As Sam learns her way around both the news room and the real world, she starts to make some momentous realizations about politics, ethics, her family, romance, and most important—herself.

Editor review

1 review
Extra! Extra! Teen Works at Newspaper!
Overall rating
Writing Style
What I Liked:
The best part, and what makes Famous Last Words stand out from the bulk of YA offerings is that t he main plot deals with Sam's job. At 16 going on 17, she's got a summer job as a paid intern at the Herald Tribune. She doesn't get to do much but write obits and fetch coffee, but the excitement of the newsroom delights her. In fact, she's much happier working late nights and crazy hours at the newspaper than dealing with other teens in high school.

Sam has quite the work ethic, though that is in part due to her desire to avoid thinking about other things, like her problems with her best friend, boys, and college. Getting caught up in the mystery of the case against the mayor, who seems to be doing something illicit, Sam assists the actual reporters and does some amateur detective work. Through her job at the newspaper, she discovers a passion she didn't realize she had - for writing and for life. Writing obits makes her realize how important it is to truly live. I love that the newspaper work isn't something in the background here at all; it's in the forefront and Doktorski really delves into the process and the problems facing the newspaper industry today.

As with How My Summer Went Up in Flames, I'm also largely impressed with Doktorski's characterization and writing. Most of the characters feel very authentic and human, with the little quirks that really make them feel alive. My personal favorite is definitely Sam's sassy grandma and her touching stories about Sam's late grandfather.

What Left Me Wanting More:
However, Sam has a lot of the troublesome qualities that made Rosie such a frustrating heroine in How My Summer Went Up in Flames, though I do not think Sam's quite as hateful.

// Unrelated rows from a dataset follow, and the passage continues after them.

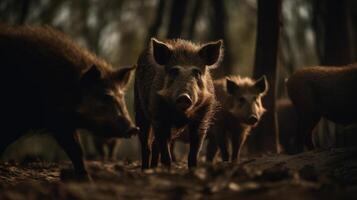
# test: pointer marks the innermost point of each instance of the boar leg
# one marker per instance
(70, 144)
(211, 150)
(223, 146)
(305, 126)
(99, 145)
(155, 154)
(172, 151)
(111, 150)
(196, 139)
(145, 147)
(237, 145)
(144, 138)
(162, 137)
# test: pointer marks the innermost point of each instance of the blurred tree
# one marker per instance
(219, 21)
(177, 17)
(159, 16)
(333, 31)
(266, 135)
(194, 15)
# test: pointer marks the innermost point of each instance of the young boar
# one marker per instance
(328, 92)
(173, 90)
(51, 83)
(241, 110)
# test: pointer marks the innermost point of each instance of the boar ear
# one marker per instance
(211, 52)
(262, 84)
(91, 76)
(160, 51)
(232, 87)
(123, 75)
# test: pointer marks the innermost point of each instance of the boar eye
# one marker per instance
(197, 73)
(174, 71)
(241, 100)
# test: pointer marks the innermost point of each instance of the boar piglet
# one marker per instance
(328, 92)
(174, 89)
(241, 109)
(51, 83)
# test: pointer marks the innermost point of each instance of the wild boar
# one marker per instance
(241, 110)
(173, 89)
(51, 83)
(328, 92)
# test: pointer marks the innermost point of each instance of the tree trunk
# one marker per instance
(266, 135)
(155, 26)
(25, 7)
(219, 32)
(333, 31)
(177, 16)
(332, 24)
(194, 15)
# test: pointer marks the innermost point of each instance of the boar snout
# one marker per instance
(131, 131)
(252, 120)
(183, 101)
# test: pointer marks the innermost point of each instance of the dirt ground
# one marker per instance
(319, 174)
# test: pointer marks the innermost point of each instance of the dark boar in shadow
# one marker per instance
(287, 123)
(174, 90)
(328, 92)
(241, 110)
(51, 83)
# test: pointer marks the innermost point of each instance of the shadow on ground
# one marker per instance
(319, 174)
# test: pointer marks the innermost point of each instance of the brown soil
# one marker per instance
(319, 174)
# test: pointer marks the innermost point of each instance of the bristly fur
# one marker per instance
(156, 114)
(57, 44)
(185, 52)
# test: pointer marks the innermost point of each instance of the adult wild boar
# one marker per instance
(241, 110)
(328, 92)
(174, 89)
(51, 83)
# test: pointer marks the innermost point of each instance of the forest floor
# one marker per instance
(319, 174)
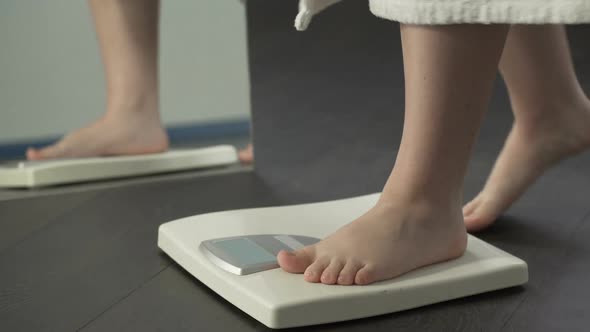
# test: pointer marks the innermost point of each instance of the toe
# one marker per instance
(313, 273)
(331, 273)
(477, 222)
(297, 261)
(365, 275)
(470, 207)
(348, 273)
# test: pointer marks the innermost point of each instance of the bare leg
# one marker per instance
(552, 118)
(449, 72)
(128, 35)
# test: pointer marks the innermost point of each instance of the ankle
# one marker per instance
(132, 103)
(424, 205)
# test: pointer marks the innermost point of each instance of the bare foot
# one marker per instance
(247, 155)
(117, 133)
(528, 152)
(386, 242)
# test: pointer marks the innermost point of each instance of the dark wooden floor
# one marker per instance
(327, 120)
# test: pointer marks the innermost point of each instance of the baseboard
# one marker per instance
(181, 134)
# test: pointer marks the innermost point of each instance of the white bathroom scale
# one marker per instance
(62, 171)
(232, 252)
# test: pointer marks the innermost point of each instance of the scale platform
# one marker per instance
(280, 300)
(30, 174)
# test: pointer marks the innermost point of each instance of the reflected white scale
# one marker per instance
(62, 171)
(232, 252)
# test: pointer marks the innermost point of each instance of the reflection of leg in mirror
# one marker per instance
(552, 118)
(127, 31)
(128, 34)
(449, 72)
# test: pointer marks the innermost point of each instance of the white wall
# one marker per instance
(51, 78)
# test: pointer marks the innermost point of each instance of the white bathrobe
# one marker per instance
(463, 11)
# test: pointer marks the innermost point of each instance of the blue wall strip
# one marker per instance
(177, 134)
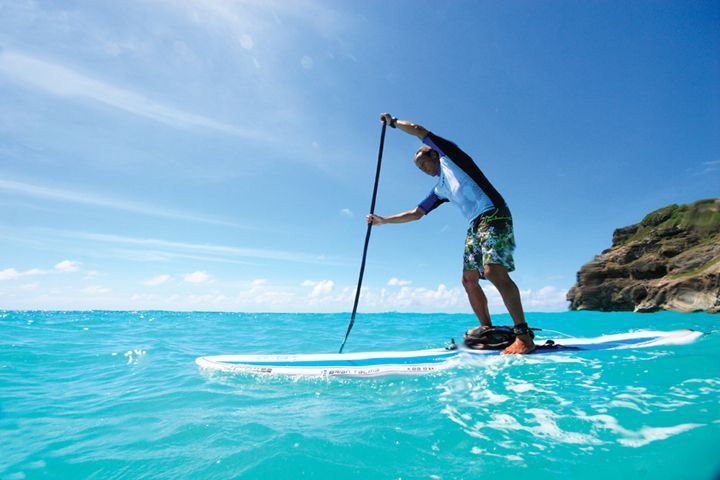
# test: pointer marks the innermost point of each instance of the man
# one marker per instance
(490, 239)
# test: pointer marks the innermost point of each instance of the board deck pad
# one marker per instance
(373, 364)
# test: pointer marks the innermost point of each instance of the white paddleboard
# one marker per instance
(373, 364)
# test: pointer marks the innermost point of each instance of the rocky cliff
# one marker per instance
(668, 261)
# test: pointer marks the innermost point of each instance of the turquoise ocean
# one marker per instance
(117, 395)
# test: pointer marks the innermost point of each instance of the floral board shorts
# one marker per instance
(490, 239)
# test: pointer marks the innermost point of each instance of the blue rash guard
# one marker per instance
(461, 182)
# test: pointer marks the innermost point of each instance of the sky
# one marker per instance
(220, 155)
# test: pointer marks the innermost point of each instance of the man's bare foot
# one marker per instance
(522, 344)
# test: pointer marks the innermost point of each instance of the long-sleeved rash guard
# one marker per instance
(461, 182)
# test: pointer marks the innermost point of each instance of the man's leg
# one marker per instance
(478, 300)
(498, 276)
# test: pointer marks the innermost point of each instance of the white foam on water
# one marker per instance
(648, 435)
(640, 438)
(135, 355)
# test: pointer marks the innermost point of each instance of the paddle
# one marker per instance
(367, 237)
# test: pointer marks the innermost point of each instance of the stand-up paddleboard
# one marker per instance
(373, 364)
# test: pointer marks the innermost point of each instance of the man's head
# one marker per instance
(428, 160)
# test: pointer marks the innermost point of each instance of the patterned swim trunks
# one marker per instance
(490, 239)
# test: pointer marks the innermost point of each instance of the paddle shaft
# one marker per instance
(367, 237)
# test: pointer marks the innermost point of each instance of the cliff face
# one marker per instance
(668, 261)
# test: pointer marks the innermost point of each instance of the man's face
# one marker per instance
(428, 163)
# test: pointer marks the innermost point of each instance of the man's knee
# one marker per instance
(470, 279)
(497, 274)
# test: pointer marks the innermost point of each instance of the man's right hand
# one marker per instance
(386, 118)
(375, 219)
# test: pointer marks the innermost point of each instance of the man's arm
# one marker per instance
(407, 127)
(409, 216)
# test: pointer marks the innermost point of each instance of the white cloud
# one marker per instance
(246, 41)
(68, 266)
(321, 287)
(157, 280)
(96, 290)
(546, 299)
(50, 193)
(197, 277)
(221, 253)
(62, 81)
(12, 273)
(9, 274)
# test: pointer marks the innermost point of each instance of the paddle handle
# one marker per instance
(367, 237)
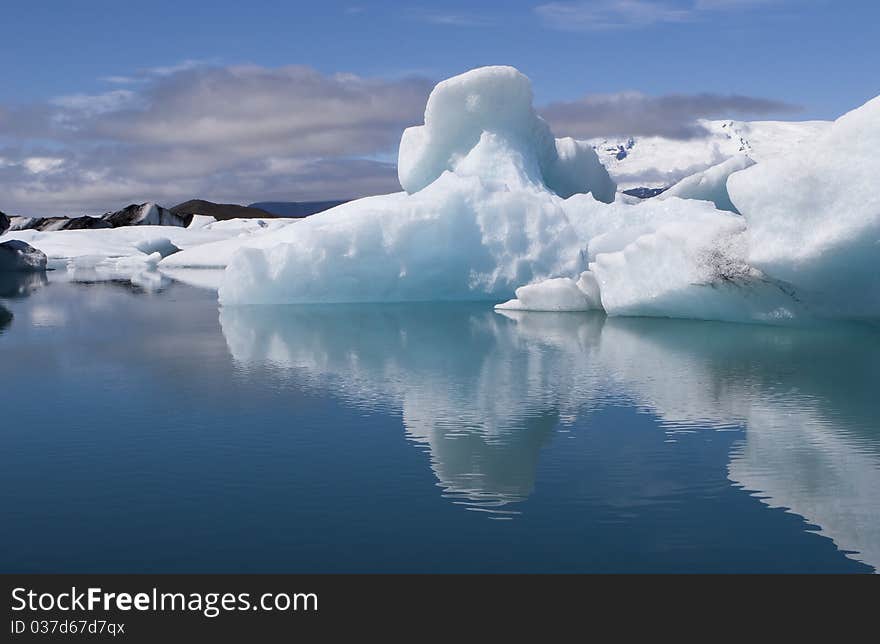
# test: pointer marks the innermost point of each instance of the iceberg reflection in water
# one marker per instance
(484, 392)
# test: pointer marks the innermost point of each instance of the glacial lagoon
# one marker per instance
(147, 429)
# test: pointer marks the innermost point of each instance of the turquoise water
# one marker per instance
(155, 432)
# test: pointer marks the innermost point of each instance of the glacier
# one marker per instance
(814, 215)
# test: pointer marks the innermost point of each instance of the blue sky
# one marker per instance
(92, 59)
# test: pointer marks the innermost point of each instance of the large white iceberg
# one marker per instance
(710, 184)
(483, 212)
(814, 215)
(493, 205)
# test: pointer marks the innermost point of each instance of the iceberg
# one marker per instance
(710, 184)
(814, 215)
(483, 211)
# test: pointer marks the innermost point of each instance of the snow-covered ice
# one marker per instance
(710, 184)
(780, 222)
(814, 215)
(494, 206)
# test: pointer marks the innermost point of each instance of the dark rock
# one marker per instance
(644, 193)
(296, 208)
(145, 214)
(219, 211)
(5, 318)
(47, 224)
(86, 223)
(17, 256)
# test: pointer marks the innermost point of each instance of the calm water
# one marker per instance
(151, 431)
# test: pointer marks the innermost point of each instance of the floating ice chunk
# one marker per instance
(578, 167)
(711, 184)
(200, 221)
(814, 215)
(161, 245)
(691, 268)
(496, 101)
(557, 294)
(458, 239)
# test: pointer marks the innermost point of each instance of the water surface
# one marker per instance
(147, 430)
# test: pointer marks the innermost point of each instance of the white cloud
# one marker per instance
(41, 165)
(600, 15)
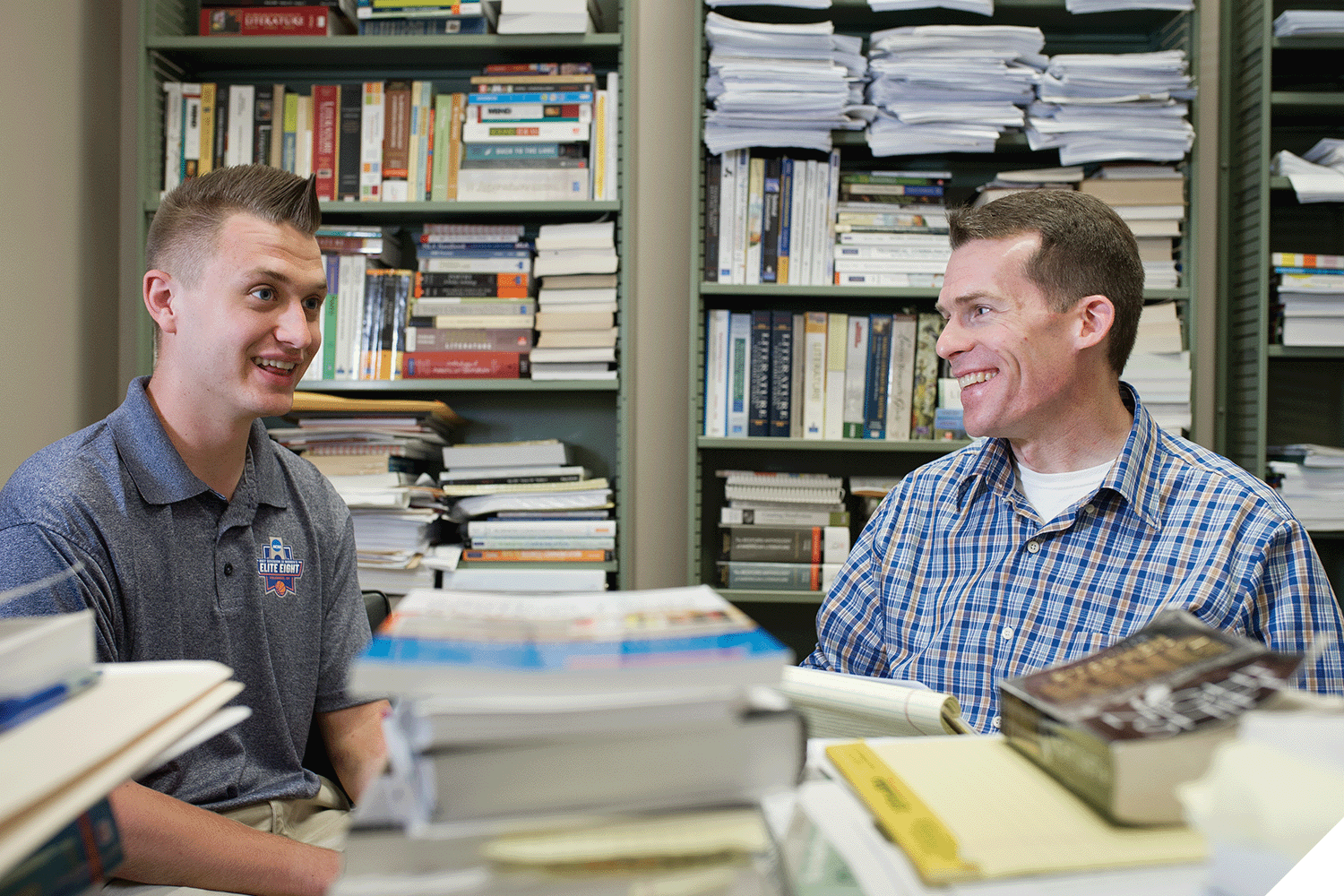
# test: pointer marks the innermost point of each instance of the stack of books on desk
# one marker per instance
(588, 743)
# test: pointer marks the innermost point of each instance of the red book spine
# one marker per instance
(465, 365)
(265, 21)
(325, 124)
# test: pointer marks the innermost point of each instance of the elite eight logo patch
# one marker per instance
(279, 568)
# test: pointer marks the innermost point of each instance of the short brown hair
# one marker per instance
(1086, 249)
(190, 218)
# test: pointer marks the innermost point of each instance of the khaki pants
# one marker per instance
(322, 821)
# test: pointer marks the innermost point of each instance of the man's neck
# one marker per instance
(1093, 433)
(215, 450)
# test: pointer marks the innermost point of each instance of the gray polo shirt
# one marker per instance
(263, 583)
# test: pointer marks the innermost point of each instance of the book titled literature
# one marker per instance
(1124, 726)
(289, 22)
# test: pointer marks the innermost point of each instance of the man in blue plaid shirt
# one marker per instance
(1077, 519)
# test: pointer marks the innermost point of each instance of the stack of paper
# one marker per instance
(949, 88)
(781, 85)
(1097, 107)
(589, 743)
(1303, 23)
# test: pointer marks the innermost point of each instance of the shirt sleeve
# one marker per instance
(851, 621)
(1293, 610)
(32, 552)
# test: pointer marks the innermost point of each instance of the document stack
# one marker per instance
(1098, 107)
(892, 228)
(781, 85)
(590, 743)
(381, 455)
(1159, 367)
(782, 530)
(575, 332)
(1152, 201)
(1311, 297)
(949, 88)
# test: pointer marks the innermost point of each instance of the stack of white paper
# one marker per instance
(1098, 107)
(781, 85)
(949, 88)
(1298, 23)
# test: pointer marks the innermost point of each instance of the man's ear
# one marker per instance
(159, 292)
(1096, 317)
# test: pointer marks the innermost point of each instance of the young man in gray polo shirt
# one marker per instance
(203, 538)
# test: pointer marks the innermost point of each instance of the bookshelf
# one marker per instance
(1284, 93)
(1129, 31)
(590, 416)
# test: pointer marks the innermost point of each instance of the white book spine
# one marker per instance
(836, 362)
(371, 142)
(738, 374)
(715, 371)
(814, 376)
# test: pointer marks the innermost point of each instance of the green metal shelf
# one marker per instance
(460, 386)
(765, 444)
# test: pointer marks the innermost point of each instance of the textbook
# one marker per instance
(453, 643)
(1124, 726)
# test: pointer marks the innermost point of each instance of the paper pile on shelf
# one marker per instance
(591, 743)
(1301, 23)
(781, 85)
(949, 88)
(1312, 484)
(1098, 107)
(1317, 177)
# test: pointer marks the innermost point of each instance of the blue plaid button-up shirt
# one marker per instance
(959, 583)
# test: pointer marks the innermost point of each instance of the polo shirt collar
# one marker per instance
(158, 469)
(1134, 477)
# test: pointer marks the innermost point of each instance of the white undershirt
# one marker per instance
(1050, 493)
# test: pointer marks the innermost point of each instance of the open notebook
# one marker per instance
(841, 705)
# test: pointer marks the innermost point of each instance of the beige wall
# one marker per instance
(58, 233)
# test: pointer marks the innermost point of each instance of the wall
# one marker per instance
(58, 233)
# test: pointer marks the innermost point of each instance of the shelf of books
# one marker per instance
(472, 187)
(825, 175)
(1285, 263)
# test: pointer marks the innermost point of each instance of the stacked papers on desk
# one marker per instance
(1098, 107)
(949, 88)
(781, 85)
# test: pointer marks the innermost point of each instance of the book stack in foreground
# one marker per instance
(523, 503)
(1311, 298)
(596, 743)
(381, 455)
(575, 319)
(803, 555)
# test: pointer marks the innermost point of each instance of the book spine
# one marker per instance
(771, 223)
(715, 371)
(902, 378)
(470, 284)
(781, 373)
(712, 185)
(838, 341)
(349, 142)
(814, 376)
(924, 401)
(739, 373)
(875, 376)
(758, 408)
(855, 378)
(784, 246)
(325, 129)
(464, 365)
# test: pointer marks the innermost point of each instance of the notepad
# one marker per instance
(988, 812)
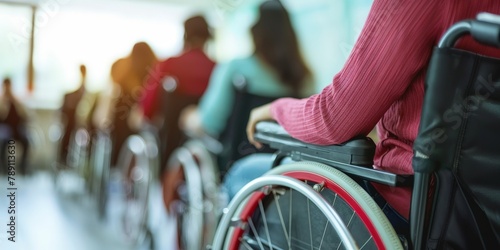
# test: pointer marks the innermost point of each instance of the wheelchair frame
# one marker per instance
(484, 32)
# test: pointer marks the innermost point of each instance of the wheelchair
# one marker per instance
(317, 203)
(138, 166)
(203, 161)
(75, 164)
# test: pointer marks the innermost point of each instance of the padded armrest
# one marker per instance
(356, 152)
(354, 157)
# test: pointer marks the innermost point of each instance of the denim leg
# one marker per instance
(245, 170)
(400, 224)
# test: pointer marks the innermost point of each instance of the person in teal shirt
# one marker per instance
(275, 69)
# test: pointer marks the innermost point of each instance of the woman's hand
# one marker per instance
(258, 114)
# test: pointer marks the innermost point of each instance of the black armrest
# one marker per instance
(354, 157)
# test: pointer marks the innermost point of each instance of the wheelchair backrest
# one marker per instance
(234, 138)
(171, 103)
(458, 141)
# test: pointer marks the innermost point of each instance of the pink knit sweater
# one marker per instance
(382, 84)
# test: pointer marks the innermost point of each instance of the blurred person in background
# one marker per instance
(129, 75)
(13, 122)
(275, 69)
(191, 71)
(69, 112)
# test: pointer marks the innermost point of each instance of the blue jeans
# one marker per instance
(253, 166)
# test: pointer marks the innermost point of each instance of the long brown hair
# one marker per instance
(276, 42)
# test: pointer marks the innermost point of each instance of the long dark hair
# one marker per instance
(276, 42)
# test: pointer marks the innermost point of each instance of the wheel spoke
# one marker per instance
(310, 226)
(261, 207)
(366, 242)
(290, 220)
(281, 219)
(252, 227)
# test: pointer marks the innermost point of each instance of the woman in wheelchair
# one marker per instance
(275, 69)
(382, 85)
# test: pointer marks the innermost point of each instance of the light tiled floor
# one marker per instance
(48, 221)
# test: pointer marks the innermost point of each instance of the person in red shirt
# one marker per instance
(192, 70)
(381, 84)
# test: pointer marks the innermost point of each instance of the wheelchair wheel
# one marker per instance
(276, 214)
(198, 201)
(100, 166)
(136, 168)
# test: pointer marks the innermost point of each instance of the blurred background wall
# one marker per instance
(68, 33)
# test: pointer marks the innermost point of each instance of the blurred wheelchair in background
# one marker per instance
(201, 164)
(318, 203)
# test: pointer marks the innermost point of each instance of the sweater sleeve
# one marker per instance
(393, 48)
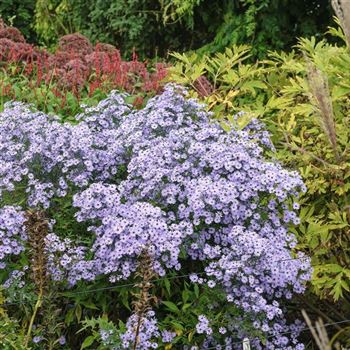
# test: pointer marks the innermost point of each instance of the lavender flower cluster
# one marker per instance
(187, 186)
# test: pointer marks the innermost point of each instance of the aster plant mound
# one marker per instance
(168, 181)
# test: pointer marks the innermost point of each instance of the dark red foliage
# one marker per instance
(78, 66)
(75, 43)
(12, 33)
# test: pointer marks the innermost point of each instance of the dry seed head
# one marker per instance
(318, 84)
(37, 228)
(342, 10)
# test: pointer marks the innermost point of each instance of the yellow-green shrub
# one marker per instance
(304, 99)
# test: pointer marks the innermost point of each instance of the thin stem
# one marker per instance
(35, 311)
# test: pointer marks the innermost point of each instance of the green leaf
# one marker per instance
(171, 306)
(87, 342)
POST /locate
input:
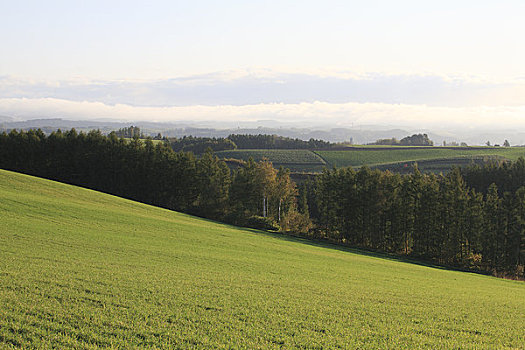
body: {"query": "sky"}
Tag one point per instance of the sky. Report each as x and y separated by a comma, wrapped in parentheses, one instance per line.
(425, 64)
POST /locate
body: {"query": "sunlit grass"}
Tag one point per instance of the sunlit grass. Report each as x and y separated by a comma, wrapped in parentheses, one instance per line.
(81, 269)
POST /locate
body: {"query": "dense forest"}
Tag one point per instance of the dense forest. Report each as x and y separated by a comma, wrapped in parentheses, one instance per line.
(199, 145)
(472, 218)
(414, 140)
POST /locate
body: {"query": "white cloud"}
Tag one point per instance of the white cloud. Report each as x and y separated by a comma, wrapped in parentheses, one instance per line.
(303, 114)
(268, 86)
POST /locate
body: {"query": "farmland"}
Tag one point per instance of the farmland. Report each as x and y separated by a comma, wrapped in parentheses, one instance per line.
(81, 269)
(381, 155)
(394, 158)
(295, 160)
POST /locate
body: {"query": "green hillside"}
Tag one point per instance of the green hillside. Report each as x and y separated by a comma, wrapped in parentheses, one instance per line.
(81, 269)
(293, 159)
(382, 155)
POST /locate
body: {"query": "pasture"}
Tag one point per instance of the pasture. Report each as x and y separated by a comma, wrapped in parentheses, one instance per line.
(359, 156)
(295, 160)
(84, 270)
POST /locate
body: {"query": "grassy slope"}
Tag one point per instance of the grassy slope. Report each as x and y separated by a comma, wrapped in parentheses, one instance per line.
(399, 154)
(83, 269)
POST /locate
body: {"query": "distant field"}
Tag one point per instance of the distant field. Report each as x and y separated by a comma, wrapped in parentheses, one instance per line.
(84, 270)
(431, 159)
(376, 155)
(295, 160)
(143, 140)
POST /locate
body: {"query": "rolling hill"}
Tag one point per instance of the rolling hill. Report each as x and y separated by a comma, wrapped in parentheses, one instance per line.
(393, 158)
(82, 269)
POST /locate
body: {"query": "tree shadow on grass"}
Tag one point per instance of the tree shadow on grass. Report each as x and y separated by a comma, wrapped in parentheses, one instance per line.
(324, 243)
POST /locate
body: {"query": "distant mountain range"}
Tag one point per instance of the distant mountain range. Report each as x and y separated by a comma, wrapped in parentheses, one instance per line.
(361, 135)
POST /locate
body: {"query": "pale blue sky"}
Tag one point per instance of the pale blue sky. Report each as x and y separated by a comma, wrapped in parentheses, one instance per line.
(450, 64)
(163, 39)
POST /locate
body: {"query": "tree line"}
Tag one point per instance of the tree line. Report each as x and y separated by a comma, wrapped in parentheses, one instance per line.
(472, 218)
(449, 219)
(414, 140)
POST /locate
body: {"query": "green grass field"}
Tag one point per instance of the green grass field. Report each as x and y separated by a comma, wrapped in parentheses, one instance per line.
(293, 159)
(377, 156)
(84, 270)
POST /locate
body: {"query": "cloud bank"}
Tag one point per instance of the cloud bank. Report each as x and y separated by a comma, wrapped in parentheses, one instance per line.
(304, 114)
(266, 87)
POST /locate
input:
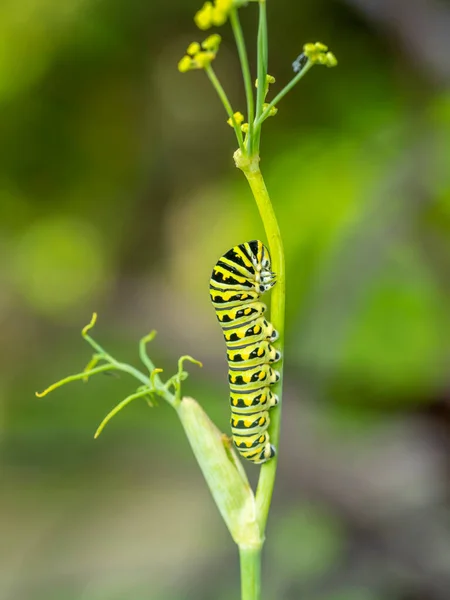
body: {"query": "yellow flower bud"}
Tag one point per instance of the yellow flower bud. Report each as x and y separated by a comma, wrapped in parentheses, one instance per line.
(193, 48)
(203, 59)
(321, 47)
(272, 112)
(238, 117)
(203, 18)
(212, 42)
(331, 59)
(224, 5)
(185, 64)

Both Sam and Rosie are judgmental, jealous of any girl who talks to a boy they have any sort of interest in, and terrible friends. Sam and Rosie seem like believable people, and they are well-characterized. At the same time, they're not likable, at least for me. Of course, unlikable characters can be pulled off admirably, but my issue here is that I do not think that either was meant to be perceived as unlikable by the reader. The other characters generally seem to find them charming, and any hate they get is because they're too cool or talented and the other person is jealous. The fact that the two are so similar also seems a weakness.

The Final Verdict:
My second experience with Jennifer Salvato Doktorski leaves me still convinced that she can do great things as a writer, but that she's not there yet. The continual themes of hatred of other women, of drinking and of slut-shaming bog down otherwise incredibly fun books. If you want to try Doktorski, I would recommend Famous Last Words over How My Summer Went Up in Flames.